Sebuah garis pertahanan kedua adalah film air mata, yang berisi
bermacam-macam antimikroba dan anti-inflamasi faktor, seperti
laktoferin, lisozim, beta-lisin, air mata-spesifik albumin, dan
immunoglobulin A (IgA). Akhirnya, sel-sel epitel kornea dan
konjungtiva memberikan penghalang melalui pertahanan ketat, molekul
yang penting bagi mereka untuk sistem kekebalan (misalnya:
reseptor), dan menghasilkan berbagai antimikroba peptida.
Konjungtiva memberikan perlindungan tambahan dari infeksi.
Konjungtiva tersebut mengandung sel mast yang ketika diaktifkan,
menyebabkan pembuluh darah dilatasi dan meningkatnya permeabilitas
pembuluh darah, yang mengakibatkan produksi dari transudat
antimikroba. Konjungtiva juga berisi limfoid yang terdiri dari
nodul limfosit yang bertanggung jawab untuk pertahanan lokal dari
antigen. Sel plasma, makrofag, dan berbagai sel T juga hadir, serta
IgG, IgA, dan IgM, yang dibawa oleh pembuluh darah konjungtiva.

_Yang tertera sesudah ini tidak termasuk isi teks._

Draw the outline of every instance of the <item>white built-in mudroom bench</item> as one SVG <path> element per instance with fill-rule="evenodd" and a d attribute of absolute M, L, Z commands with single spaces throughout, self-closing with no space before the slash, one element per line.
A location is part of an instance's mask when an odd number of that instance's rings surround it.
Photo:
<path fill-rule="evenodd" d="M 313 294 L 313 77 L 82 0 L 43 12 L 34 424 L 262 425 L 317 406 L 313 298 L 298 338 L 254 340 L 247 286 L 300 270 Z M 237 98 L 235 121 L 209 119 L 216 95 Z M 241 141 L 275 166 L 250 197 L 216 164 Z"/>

Dalam sebagian besar kasus keratitis bakteri, setidaknya salah satu
faktor risiko yang merupakan penyebab terganggunya mekanisme
pertahanan dapat diidentifikasi. Kelainan menutup pada mata seperti
entropion atau ektropion, paparan permukaan kornea, atau trichiasis
dapat menyebabkan kerusakan epitel kornea pelindung. Produksi air
mata yang buruk dapat menyebabkan pengurangan antimikroba komponen
air mata dan pengeringan epitel dan kerusakan. masalah epitel
seperti keratopati bulosa, toksisitas obat, dan penyakit infeksi
herpes sebelumnya dapat memungkinkan invasi dari mikroba. Penurunan
sistem imun lokal dapat pula menyebabkan keratitis bakteri. Hal ini
paling sering disebabkan oleh penggunaan kortikosteroid topikal
yang menyebabkan imunosupresi. Selain itu, keganasan, kekurangan
gizi, atau luka bakar yang luas juga dapat menyebabkan hal itu,
meskipun gangguan kontinuitas epitel adalah yang paling umum yang
memungkinkan pembentukan infeksi kornea (Sutphin, 2008).